How so? Too many case values? Too widely dispersed case values which
prevents optimization? What?


Rod Pemberton
 
Rod Pemberton...
Posted: Tue Nov 03, 2009 2:37 am
Guest
"BGB / cr88192" <cr88192 at (no spam) hotmail.com> wrote in message
news:hckpa8$aj2$1 at (no spam) news.albasani.net...
Quote:

but, the hash is not used for opcode lookup/decoding, rather it is used
for grabbing already decoded instructions from a cache (which is
based on memory address).


Your hash generates, what, 64k of possible hash values or memory locations?
What if you reduce the size to 4k? 4k/sizeof(void *)? Will this allow to
compiler to simplify the generated assembly?

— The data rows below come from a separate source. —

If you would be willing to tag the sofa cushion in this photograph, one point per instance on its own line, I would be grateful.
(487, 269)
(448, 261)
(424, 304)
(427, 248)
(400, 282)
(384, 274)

The randomness doesn't have to come from multiplication. It can come from
other sources such as a lookup array of randomized data.


Rod Pemberton
 
Rod Pemberton...
Posted: Tue Nov 03, 2009 2:38 am
Guest
"BGB / cr88192" <cr88192 at (no spam) hotmail.com> wrote in message
news:hcjarj$vro$1 at (no spam) news.albasani.net...
Quote:

hash EIP (currently: "((EIP*65521)>>16)&65535");


The shift truncates the value to the mask size. I.e., &65535 is not needed.
Yes?


Rod Pemberton
 
Rod Pemberton...
Posted: Tue Nov 03, 2009 2:38 am
Guest
"BGB / cr88192" <cr88192 at (no spam) hotmail.com> wrote in message
news:hcke2u$n5l$1 at (no spam) news.albasani.net...
Quote:

according to the profiler, another major source of time use is:
"rip=ctx->sreg_base[0]+ctx->eip;"


What happens if you eliminate struct ctx? I.e., make both sreg_base and eip
separate variables. What happens with file scope? ... with local scope?


Rod Pemberton
 
BGB / cr88192...
Posted: Tue Nov 03, 2009 4:34 am
Guest
"Rod Pemberton" <do_not_have at (no spam) nohavenot.cmm> wrote in message
news:hcnjkn$7bt$1 at (no spam) aioe.org...
Quote:
"BGB / cr88192" <cr88192 at (no spam) hotmail.com> wrote in message
news:hcke2u$n5l$1 at (no spam) news.albasani.net...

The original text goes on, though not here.